Westacott has blasted Australia’s two-tier corporate tax rate, renewing calls to lower the rate from 30% for large corporations to 25%.
Despite the BCA is now advocating for the government To choose which industries will receive support to lead the recovery, Westacott reiterated that the BCA opposes the underwriting of energy projects for preferred sources of electricity generation.
“We have always called for this not to happen because we believe it crowds out important investments that the private sector would make,” she said.
“There is a lot of pent-up investment in the energy sector.
“So let’s prioritize investments in projects that will bring prices down, in projects that will reduce our emissions, to prepare our energy system for the future.”

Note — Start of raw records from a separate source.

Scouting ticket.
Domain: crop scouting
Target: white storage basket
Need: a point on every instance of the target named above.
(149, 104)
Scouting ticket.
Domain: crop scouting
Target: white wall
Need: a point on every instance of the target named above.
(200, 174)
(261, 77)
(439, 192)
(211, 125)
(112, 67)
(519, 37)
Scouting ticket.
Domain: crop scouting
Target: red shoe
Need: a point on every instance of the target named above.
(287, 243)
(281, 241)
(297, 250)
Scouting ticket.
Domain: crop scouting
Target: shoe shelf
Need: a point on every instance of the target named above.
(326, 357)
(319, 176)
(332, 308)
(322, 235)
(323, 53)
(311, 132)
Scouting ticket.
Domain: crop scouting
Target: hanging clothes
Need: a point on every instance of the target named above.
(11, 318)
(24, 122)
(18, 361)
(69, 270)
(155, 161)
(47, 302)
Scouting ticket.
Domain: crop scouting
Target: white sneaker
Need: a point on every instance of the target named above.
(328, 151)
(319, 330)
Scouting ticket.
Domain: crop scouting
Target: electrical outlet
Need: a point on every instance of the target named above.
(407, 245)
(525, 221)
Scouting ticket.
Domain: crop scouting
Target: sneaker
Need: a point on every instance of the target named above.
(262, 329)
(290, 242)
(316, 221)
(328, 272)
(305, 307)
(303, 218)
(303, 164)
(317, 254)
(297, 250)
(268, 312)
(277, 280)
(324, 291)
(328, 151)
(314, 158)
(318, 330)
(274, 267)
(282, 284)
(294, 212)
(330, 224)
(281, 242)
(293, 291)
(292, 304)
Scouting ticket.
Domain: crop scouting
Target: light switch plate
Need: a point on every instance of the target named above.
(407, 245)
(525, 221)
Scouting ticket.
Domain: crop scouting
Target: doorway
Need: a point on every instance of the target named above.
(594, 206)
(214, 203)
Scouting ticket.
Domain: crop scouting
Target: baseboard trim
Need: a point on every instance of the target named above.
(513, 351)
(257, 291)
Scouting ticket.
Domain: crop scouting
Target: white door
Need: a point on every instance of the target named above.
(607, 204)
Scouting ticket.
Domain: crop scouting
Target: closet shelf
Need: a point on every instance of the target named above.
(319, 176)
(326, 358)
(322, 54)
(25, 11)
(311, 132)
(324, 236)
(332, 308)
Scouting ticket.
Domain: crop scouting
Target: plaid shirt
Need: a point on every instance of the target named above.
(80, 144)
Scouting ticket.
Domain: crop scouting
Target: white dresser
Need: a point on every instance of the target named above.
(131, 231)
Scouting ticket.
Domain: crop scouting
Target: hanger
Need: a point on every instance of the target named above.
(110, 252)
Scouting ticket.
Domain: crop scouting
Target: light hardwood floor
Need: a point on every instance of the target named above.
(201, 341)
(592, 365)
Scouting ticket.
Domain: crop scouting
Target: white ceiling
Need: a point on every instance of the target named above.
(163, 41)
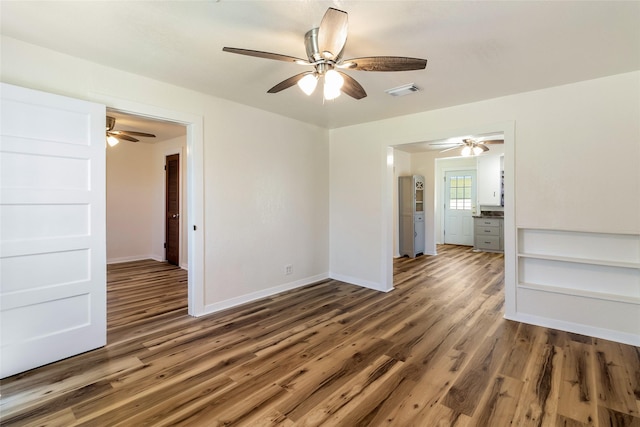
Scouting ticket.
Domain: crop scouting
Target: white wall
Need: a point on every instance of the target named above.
(265, 176)
(130, 197)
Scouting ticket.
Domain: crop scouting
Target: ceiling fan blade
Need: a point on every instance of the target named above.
(385, 63)
(285, 84)
(445, 144)
(351, 87)
(132, 133)
(266, 55)
(123, 137)
(332, 33)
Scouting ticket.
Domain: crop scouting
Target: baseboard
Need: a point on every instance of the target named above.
(359, 282)
(243, 299)
(133, 258)
(577, 328)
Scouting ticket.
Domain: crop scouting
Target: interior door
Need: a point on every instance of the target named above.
(172, 222)
(460, 196)
(52, 228)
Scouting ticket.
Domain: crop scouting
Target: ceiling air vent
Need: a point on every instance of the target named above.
(403, 90)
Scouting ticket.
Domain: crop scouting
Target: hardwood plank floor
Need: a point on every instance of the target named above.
(436, 351)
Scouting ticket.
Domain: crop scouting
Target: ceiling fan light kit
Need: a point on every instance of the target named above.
(403, 90)
(324, 47)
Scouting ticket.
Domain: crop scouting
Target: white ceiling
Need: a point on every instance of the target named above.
(475, 50)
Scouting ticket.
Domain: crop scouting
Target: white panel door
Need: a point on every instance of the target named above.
(52, 228)
(459, 195)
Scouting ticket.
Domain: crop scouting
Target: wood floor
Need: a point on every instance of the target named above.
(436, 351)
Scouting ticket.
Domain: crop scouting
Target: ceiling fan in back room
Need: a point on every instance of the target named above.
(325, 46)
(470, 147)
(115, 136)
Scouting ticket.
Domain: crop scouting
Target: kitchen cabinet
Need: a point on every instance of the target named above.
(488, 234)
(411, 215)
(489, 183)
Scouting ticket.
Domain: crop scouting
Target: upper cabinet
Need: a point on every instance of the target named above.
(490, 180)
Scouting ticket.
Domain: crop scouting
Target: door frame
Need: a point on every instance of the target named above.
(195, 185)
(440, 204)
(386, 171)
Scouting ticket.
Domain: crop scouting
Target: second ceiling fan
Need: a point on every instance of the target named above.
(470, 147)
(324, 46)
(114, 136)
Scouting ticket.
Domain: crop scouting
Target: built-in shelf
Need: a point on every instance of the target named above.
(621, 264)
(585, 282)
(581, 293)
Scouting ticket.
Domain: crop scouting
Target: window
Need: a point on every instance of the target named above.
(460, 192)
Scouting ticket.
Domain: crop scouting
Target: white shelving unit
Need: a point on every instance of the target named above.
(582, 281)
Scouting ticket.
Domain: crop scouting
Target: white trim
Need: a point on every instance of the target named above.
(134, 258)
(359, 282)
(195, 184)
(254, 296)
(577, 328)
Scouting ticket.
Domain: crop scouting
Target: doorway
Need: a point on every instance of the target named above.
(427, 165)
(192, 188)
(172, 209)
(459, 204)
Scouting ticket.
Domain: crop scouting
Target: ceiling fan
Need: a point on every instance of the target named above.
(470, 147)
(324, 46)
(114, 136)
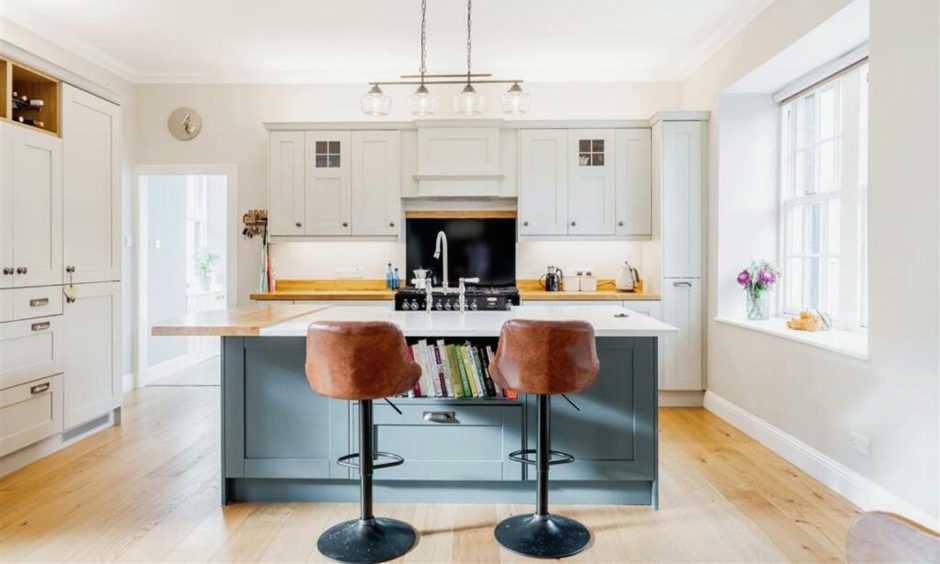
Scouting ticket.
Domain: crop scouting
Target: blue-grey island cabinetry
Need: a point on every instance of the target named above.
(281, 440)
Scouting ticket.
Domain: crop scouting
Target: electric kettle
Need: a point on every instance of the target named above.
(627, 278)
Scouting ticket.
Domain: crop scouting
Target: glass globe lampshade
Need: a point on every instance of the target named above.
(375, 102)
(515, 101)
(422, 103)
(468, 102)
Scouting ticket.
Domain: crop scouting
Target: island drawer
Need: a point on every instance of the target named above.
(29, 413)
(30, 303)
(446, 440)
(30, 349)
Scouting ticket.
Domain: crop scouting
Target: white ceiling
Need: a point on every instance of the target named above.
(361, 40)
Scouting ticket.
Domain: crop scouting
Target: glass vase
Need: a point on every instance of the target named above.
(758, 305)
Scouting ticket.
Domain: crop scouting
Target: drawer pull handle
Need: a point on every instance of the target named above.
(440, 417)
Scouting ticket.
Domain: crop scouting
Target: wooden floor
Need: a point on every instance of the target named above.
(148, 491)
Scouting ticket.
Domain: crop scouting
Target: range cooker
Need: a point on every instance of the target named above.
(479, 298)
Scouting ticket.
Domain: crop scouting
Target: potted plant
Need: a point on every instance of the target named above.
(204, 259)
(758, 281)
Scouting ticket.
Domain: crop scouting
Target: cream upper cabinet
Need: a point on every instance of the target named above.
(543, 182)
(6, 206)
(681, 175)
(286, 175)
(91, 361)
(634, 182)
(376, 182)
(91, 187)
(36, 196)
(591, 192)
(327, 183)
(682, 307)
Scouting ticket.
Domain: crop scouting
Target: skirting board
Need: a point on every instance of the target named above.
(27, 455)
(833, 474)
(671, 398)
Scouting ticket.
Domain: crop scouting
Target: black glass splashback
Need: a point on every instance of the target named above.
(484, 248)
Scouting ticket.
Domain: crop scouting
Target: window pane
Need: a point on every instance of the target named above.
(812, 277)
(795, 231)
(830, 304)
(833, 227)
(828, 108)
(793, 285)
(814, 229)
(806, 121)
(828, 167)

Westacott called on governments to remove moratoriums on conventional and unconventional gas, but took issue with whether Australia should pursue a gas-led recovery as advocated by the National Commission’s Advisory Council Covid-19.
“Let’s see that,” she said. “Be very careful about spending taxpayers’ money when the private sector would.
“When governments do things that the private sector would normally do, they discourage private sector investment. More importantly, they divert taxpayers’ money from other vital areas.